Doch Wachtmeister Börchers, der im sozialen Umfeld von Maria ermittelt und mit Sprachbarrieren bei den Befragungen kämpfen muss, hat letztlich keinen Zweifel, dass Franz verantwortlich für den Tod von Maria ist: „Auch wenn dem Polen die Schuld an dem Tode der Marie Slipschuk nicht einwandfrei nachgewiesen werden konnte, so sprechen die Umstände doch dafür, dass er die treibende Kraft gewesen ist und durch seine Mithilfe der Tod verursacht wurde.“
Kein Interesse an der Strafverfolgung
Die Auricher Staatsanwaltschaft stellt die Ermittlungen wegen Abtreibung ein, denn Maria ist keine Deutsche. Im Nationalsozialismus wird mit zweierlei Maß gemessen: Deutsch-jüdische und ausländische Frauen werden zur Abtreibung gedrängt und sogar gezwungen, während für deutsche Frauen Abtreibung strikt verboten ist und unter Strafe steht.
So sorgt sich der Wachtmeister aus Riepe auch nicht um das Abtreibungsopfer Maria. Vielmehr befürchtet er, „dass die deutsche Jugend von der Sachlage Kenntnis erhalten hatte und in ähnlichen Fällen zu denselben Mitteln greifen könnte.“ Die Kinder, die die Essig-Flasche im Feld finden, wissen aber nichts von Marias Schwangerschaft, wie sich herausstellt.

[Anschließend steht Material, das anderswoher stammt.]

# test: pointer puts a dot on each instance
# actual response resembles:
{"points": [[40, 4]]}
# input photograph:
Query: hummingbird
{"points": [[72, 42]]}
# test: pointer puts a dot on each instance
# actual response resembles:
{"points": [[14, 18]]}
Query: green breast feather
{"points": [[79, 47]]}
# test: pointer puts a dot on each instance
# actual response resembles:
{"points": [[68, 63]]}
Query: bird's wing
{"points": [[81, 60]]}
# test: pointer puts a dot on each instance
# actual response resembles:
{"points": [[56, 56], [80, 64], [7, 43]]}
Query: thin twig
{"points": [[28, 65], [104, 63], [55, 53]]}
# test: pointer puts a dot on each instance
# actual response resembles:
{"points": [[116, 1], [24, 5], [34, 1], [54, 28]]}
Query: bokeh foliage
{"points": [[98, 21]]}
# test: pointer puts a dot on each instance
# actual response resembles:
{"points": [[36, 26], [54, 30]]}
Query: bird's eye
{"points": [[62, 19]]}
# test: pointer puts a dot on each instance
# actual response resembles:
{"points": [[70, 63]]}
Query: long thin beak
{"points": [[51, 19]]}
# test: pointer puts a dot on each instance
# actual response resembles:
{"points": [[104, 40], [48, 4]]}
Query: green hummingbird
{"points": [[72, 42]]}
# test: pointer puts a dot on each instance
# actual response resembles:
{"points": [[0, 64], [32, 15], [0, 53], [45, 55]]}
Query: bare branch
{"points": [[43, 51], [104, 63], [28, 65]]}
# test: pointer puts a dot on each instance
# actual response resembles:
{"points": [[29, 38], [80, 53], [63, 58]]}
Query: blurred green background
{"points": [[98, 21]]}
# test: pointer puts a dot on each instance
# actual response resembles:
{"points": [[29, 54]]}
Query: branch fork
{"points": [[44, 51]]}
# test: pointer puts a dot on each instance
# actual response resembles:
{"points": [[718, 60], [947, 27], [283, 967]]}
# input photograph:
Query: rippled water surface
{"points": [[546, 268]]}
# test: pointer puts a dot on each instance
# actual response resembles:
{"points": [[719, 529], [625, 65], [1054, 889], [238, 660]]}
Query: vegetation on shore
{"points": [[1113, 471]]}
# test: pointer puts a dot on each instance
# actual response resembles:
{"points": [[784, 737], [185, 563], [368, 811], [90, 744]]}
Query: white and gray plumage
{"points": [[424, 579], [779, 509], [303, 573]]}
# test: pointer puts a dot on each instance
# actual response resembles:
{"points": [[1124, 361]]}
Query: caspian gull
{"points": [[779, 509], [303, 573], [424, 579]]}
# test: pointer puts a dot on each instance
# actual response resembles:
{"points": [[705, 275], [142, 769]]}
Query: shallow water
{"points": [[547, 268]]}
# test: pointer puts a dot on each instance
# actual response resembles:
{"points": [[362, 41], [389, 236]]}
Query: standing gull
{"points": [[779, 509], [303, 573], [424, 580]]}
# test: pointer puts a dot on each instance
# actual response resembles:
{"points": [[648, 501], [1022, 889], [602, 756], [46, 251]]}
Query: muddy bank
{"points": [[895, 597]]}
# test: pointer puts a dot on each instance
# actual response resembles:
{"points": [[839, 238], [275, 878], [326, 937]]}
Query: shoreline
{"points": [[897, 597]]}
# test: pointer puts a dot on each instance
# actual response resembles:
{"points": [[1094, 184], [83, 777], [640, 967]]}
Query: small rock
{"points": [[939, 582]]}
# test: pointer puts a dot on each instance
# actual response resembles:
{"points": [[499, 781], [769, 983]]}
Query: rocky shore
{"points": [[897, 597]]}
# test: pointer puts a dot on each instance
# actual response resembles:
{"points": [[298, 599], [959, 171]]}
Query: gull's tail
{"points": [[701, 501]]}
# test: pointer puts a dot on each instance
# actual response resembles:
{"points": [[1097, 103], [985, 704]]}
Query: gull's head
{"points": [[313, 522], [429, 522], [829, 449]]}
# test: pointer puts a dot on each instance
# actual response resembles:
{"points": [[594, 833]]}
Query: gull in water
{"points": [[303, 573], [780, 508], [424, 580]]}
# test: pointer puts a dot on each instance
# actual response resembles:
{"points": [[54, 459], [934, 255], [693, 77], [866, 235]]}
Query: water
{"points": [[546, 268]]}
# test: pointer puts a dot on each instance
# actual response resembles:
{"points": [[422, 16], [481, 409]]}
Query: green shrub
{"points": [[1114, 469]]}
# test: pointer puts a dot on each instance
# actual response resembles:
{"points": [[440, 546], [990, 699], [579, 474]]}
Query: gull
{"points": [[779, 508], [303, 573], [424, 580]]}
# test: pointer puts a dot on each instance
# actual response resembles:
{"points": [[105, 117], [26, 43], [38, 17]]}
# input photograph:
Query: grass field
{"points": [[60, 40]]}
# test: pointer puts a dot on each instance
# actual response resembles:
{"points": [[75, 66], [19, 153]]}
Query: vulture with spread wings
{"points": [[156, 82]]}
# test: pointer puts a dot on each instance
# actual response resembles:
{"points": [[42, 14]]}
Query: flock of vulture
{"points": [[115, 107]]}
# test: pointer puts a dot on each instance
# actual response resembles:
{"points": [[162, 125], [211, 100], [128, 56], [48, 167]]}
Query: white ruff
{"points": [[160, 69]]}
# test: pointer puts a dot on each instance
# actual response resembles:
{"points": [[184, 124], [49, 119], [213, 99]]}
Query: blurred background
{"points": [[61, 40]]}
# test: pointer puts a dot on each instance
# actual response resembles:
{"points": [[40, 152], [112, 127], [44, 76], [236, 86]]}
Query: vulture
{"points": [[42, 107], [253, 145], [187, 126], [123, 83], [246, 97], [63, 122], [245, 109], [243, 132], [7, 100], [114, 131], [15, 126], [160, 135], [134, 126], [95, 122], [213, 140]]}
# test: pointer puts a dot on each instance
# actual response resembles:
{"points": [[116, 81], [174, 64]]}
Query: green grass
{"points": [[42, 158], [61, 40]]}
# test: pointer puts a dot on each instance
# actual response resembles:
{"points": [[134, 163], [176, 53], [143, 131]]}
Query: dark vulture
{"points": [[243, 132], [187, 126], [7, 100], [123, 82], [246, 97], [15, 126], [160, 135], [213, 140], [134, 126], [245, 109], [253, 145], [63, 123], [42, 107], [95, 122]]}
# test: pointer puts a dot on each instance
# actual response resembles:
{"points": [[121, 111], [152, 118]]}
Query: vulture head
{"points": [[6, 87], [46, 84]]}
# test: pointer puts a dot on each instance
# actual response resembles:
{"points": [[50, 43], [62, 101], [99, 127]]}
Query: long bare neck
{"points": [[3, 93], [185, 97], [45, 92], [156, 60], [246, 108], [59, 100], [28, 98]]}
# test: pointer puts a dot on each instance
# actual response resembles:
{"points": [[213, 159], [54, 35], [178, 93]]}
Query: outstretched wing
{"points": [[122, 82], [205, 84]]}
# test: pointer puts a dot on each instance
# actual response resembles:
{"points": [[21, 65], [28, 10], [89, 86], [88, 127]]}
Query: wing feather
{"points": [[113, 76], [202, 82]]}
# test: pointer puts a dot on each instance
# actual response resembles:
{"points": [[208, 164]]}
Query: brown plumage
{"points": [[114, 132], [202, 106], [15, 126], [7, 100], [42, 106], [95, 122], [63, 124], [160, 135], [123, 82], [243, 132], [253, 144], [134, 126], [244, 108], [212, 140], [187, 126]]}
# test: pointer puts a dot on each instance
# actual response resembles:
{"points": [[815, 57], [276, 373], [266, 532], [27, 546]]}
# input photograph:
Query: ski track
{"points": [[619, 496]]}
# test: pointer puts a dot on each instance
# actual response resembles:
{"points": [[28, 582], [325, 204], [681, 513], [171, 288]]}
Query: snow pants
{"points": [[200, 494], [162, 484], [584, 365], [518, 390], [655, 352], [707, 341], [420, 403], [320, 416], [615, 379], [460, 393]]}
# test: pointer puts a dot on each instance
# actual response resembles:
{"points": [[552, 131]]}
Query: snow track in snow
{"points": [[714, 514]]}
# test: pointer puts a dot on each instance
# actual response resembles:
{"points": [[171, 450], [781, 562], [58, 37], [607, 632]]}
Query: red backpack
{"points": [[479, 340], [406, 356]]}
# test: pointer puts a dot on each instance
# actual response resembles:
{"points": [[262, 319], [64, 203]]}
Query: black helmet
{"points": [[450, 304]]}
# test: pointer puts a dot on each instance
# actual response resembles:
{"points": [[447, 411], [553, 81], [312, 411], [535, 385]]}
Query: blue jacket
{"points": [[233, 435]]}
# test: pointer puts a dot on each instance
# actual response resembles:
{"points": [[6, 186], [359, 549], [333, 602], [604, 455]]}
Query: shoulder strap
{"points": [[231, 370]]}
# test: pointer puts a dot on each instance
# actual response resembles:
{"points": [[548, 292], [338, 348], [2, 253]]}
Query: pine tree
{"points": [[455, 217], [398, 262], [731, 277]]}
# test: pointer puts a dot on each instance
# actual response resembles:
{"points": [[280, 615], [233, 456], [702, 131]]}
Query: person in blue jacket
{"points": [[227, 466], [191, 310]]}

Die Ermittlungen wegen Mordverdachts bzw. wegen fahrlässiger Körperverletzung werden ebenfalls eingestellt, weil – so heißt es lapidar in der Begründung der Staatsanwaltschaft – die Aussage des Opfers gegen die Aussage des Verdächtigen stehe. Damit ist der Fall für die Justiz erledigt.
Maria wird am 30. Juni 1943 in Aurich auf dem Lamberti-Friedhof beigesetzt. Das Standesamt I in Aurich gibt auf der Sterbeurkunde Selbstmord durch Vergiftung als Todesursache an. Über den weiteren Lebensweg von Franz ist nichts bekannt.